高橋克彦著「時宗(巻の参・震星)」2015年12月06日

 第参巻は、得宗となった時宗と異母兄の庶子・時輔との会話で幕を開ける。極めて示唆に富んだやりとりである。時輔は父・時頼にとっての実時の役割を時宗に対して果たすと告げる。北条一族の重鎮で時頼の叔父・実時は幕府随一の切れ者の実力者と衆目が一致する人物である。それだけに時頼は頼りとしたが決して重い地位は与えなかった。合議の際の軸を一本にしておくことこそが政(まつりごと)の要諦として実時をあくまで相談役に徹してもらうこととした。誰もがその優れた力量を認める時輔が異母弟の嫡男・時宗に自らの役回りを告げる。
 北条家得宗となった若干14歳の時宗はすぐには執権には就任しない。執権職の大叔父・正村を補佐する立場の連署として政所に参画する。ところが相変わらず内裏から迎えた将軍が北条一族の一部と結託して反旗の陰謀を巡らす。執権が将軍となることが叶わない、飾り物でも将軍を迎えなければならない鎌倉幕府の政権構造の矛盾が語られる。「力の大小はあっても御家人は将軍の下で対等。それを崩せば御家人の結束が失われる。北条が将軍を形だけでも立てることによって他の御家人らの均衡が保たれる」。その内紛も時宗らの働きで将軍退位という決着でようやく納まる。

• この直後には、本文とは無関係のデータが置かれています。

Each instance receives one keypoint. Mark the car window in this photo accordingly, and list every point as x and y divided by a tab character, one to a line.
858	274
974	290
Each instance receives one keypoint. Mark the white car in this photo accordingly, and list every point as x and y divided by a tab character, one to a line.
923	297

 1267年、恐れていた蒙古の日本に服従を迫る使者が遂にやってくる。鎌倉幕府は内裏の意向を前面に立てて使者を追い返す。その翌年、時宗は18歳の若さで執権に就任する。執権・時宗の最初の大仕事は全国の御家人を集めて蒙古襲来の危機を伝え、その備えを促すことだった。そして再び蒙古からの使者がやってくる。返書がなければ戦も辞さずと強硬姿勢である。いよいよ蒙古襲来の危機が迫ってきた。